Bottlenecks & scaling
Every limit on this platform traces back to HBM capacity, HBM bandwidth, or the latency of bringing GPUs online.
| Bottleneck | Symptom | Mitigation |
|---|---|---|
| KV cache memory | Caps concurrent sequences & context length; admission stalls when blocks run out. | Paged KV, GQA/MQA, quantized KV (fp8), prefix sharing, evict / swap cold sequences to host memory. |
| Decode is bandwidth-bound | Low compute utilization; tokens/sec plateaus. | Bigger batches, quantization, speculative decoding, fused / FlashAttention kernels. |
| Batch size vs latency | Bigger batch raises TPOT and TTFT for everyone. | SLO-aware max batch, chunked prefill, priority lanes, reserve KV headroom. |
| Cold starts | Loading 100s of GB of weights takes minutes before a replica serves. | Warm pools, stream weights from local NVMe, cache artifacts on the node, scale-to-zero only for the cold tail. |
| Autoscaling lag | GPUs take minutes to provision; reactive scaling arrives after the spike. | Scale on leading indicators (queue depth, TTFT, KV util), headroom buffers, predictive scaling, admission control + request queue to shed load gracefully. |
| Long-tail prompt / output lengths | Head-of-line blocking; TTFT and TPOT interfere. | Disaggregated prefill/decode, chunked prefill, length-aware scheduling. |
Staff-level summary
An LLM serving platform is a memory system wearing a compute system's clothes.
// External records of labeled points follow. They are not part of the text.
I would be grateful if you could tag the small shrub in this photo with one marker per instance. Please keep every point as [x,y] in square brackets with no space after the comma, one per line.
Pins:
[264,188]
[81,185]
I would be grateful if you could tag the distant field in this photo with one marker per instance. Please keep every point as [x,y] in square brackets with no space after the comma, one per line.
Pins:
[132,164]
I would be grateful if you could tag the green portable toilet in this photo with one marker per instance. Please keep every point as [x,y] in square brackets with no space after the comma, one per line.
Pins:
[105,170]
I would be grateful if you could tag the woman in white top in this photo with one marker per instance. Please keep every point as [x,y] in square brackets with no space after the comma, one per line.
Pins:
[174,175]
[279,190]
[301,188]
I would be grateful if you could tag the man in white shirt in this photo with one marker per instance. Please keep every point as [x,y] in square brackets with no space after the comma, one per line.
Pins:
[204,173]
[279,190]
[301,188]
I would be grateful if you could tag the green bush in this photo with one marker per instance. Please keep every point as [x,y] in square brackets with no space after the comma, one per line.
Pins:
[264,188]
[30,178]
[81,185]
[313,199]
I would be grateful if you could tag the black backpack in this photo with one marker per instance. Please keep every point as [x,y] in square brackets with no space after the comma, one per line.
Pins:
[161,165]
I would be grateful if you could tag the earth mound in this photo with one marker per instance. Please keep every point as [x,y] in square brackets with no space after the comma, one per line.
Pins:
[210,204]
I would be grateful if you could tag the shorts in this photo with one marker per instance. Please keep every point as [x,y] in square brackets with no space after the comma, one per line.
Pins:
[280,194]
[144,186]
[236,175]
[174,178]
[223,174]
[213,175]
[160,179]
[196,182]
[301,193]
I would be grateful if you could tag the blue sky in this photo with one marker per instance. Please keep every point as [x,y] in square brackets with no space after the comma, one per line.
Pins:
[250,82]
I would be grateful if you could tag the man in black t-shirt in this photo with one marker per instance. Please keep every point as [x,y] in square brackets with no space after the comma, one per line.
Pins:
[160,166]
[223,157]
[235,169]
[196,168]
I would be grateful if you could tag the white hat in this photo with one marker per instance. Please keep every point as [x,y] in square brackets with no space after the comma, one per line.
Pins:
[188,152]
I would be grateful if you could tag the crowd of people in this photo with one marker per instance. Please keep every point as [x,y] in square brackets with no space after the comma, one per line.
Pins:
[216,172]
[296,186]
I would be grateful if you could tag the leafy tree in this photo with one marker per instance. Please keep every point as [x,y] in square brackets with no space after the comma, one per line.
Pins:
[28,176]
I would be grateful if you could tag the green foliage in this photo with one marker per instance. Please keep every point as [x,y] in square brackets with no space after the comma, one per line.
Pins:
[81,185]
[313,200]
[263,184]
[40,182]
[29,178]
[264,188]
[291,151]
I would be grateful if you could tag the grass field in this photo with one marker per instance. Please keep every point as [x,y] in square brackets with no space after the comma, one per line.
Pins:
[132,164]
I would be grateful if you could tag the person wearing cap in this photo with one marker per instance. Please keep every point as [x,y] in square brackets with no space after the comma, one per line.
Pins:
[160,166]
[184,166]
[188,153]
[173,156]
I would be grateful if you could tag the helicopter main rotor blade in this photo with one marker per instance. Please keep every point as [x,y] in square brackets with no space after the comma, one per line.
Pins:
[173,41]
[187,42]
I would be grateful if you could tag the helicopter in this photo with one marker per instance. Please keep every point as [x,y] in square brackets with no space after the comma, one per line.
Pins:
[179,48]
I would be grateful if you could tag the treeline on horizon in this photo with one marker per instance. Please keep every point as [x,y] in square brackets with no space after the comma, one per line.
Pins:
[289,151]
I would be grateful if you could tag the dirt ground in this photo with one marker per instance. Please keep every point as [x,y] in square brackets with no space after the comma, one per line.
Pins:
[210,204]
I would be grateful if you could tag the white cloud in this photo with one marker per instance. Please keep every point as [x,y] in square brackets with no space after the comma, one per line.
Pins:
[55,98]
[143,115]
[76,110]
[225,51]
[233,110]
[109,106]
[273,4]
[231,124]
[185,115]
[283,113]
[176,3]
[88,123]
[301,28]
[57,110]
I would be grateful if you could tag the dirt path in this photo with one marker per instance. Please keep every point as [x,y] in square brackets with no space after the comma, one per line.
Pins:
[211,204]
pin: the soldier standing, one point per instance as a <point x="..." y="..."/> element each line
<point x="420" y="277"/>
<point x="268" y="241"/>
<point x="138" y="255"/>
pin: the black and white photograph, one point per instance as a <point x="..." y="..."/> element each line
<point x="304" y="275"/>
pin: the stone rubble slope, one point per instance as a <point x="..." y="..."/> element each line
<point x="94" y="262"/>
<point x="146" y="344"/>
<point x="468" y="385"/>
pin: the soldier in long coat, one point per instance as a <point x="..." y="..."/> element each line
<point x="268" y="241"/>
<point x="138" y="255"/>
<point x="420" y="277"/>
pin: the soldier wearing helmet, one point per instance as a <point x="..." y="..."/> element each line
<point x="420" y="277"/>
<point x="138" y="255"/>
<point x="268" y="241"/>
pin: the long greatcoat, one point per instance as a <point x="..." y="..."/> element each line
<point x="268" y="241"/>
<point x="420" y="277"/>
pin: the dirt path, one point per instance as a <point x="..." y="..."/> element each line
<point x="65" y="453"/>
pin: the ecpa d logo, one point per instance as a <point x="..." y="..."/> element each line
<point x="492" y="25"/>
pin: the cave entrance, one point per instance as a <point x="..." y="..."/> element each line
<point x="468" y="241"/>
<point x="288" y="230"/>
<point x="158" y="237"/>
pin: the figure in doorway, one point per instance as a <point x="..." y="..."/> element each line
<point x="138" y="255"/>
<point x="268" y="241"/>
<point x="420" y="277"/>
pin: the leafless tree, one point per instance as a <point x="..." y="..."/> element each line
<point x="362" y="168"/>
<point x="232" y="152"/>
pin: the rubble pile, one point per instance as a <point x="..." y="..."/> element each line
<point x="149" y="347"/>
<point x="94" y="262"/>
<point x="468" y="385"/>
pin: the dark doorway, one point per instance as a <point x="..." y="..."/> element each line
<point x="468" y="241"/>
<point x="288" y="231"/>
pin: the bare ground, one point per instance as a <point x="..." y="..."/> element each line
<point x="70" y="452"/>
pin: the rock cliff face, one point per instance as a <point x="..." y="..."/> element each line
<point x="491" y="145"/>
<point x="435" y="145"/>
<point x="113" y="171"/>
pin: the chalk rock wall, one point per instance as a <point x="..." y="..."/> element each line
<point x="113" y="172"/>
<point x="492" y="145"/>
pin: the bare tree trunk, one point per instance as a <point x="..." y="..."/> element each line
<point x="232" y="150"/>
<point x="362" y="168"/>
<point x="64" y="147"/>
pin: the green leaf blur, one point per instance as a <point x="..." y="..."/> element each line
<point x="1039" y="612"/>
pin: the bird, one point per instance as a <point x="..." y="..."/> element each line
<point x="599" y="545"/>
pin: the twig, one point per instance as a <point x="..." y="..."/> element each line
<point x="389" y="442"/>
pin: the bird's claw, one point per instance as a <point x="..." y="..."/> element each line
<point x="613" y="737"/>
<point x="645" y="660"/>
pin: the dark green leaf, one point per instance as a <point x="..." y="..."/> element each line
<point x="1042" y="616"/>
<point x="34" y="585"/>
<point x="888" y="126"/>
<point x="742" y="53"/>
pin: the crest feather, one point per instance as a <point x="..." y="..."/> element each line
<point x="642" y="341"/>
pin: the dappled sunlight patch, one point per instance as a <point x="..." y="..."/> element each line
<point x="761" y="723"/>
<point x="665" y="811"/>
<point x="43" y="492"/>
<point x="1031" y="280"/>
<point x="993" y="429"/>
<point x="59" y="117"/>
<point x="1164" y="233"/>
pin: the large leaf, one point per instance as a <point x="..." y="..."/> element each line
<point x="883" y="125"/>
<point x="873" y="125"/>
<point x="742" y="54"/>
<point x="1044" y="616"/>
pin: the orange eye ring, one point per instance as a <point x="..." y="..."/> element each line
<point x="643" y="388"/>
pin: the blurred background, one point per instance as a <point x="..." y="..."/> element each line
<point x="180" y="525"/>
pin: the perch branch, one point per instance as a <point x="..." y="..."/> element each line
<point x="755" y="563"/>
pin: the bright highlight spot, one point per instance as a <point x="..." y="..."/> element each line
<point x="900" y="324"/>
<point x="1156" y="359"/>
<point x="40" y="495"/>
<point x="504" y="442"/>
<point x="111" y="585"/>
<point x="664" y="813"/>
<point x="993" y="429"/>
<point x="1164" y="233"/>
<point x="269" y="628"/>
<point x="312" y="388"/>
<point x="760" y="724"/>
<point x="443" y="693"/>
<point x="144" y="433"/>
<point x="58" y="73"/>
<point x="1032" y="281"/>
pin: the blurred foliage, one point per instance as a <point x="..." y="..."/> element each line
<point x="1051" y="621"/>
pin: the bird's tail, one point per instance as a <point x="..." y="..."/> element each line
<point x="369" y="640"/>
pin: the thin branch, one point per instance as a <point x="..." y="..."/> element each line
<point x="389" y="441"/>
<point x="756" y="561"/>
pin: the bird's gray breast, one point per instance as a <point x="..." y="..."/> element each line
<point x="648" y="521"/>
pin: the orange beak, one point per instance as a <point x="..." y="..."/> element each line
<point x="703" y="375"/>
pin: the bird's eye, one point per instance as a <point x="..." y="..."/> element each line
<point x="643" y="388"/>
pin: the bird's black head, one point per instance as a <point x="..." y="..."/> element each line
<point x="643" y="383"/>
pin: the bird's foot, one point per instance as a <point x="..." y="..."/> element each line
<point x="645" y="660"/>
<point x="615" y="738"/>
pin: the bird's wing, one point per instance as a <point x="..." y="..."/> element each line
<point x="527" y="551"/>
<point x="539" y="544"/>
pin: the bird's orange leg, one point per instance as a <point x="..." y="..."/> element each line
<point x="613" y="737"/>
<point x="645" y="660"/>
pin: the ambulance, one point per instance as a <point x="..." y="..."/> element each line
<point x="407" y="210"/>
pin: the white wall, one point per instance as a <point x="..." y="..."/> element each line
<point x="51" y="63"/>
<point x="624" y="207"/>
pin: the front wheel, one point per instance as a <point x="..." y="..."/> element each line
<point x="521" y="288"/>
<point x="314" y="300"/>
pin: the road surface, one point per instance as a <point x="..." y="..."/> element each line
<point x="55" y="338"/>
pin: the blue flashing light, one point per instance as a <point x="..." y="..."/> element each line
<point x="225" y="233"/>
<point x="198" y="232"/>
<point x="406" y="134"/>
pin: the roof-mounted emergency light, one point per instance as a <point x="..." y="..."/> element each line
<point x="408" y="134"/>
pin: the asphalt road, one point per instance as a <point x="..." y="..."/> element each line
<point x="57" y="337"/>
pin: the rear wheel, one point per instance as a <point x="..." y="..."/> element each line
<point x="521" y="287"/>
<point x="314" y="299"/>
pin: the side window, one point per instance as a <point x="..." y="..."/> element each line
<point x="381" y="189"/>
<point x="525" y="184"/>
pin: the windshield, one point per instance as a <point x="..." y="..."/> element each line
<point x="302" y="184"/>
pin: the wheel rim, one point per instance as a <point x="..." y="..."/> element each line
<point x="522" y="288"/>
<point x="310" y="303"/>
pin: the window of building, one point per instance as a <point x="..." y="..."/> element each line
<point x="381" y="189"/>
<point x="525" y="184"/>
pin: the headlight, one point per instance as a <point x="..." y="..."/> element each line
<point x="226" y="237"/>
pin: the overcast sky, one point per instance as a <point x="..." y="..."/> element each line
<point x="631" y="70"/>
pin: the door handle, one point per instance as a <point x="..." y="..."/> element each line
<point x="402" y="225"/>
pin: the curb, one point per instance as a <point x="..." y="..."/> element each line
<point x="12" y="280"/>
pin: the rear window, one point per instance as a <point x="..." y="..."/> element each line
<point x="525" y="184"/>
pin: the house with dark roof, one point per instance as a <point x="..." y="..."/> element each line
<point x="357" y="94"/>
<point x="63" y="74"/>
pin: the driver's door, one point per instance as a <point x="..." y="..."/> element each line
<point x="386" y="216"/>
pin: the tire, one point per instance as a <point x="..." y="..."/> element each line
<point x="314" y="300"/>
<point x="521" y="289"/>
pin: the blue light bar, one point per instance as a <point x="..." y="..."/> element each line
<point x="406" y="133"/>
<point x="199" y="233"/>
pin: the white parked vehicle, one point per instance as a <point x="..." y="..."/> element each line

Prefill is compute-bound and sets TTFT; decode is memory-bandwidth-bound and sets TPOT. A continuous-batching scheduler keeps the GPU saturated; a paged KV cache decides how many users fit at once; tensor/pipeline parallelism makes big models fit; and quantization + speculative decoding attack the bandwidth wall on decode. Scale replicas by aggregate tokens/sec, scale concurrency by KV memory, and autoscale on leading indicators because GPUs are slow to wake. Nail those and cost-per-token — the metric the business actually cares about — falls out.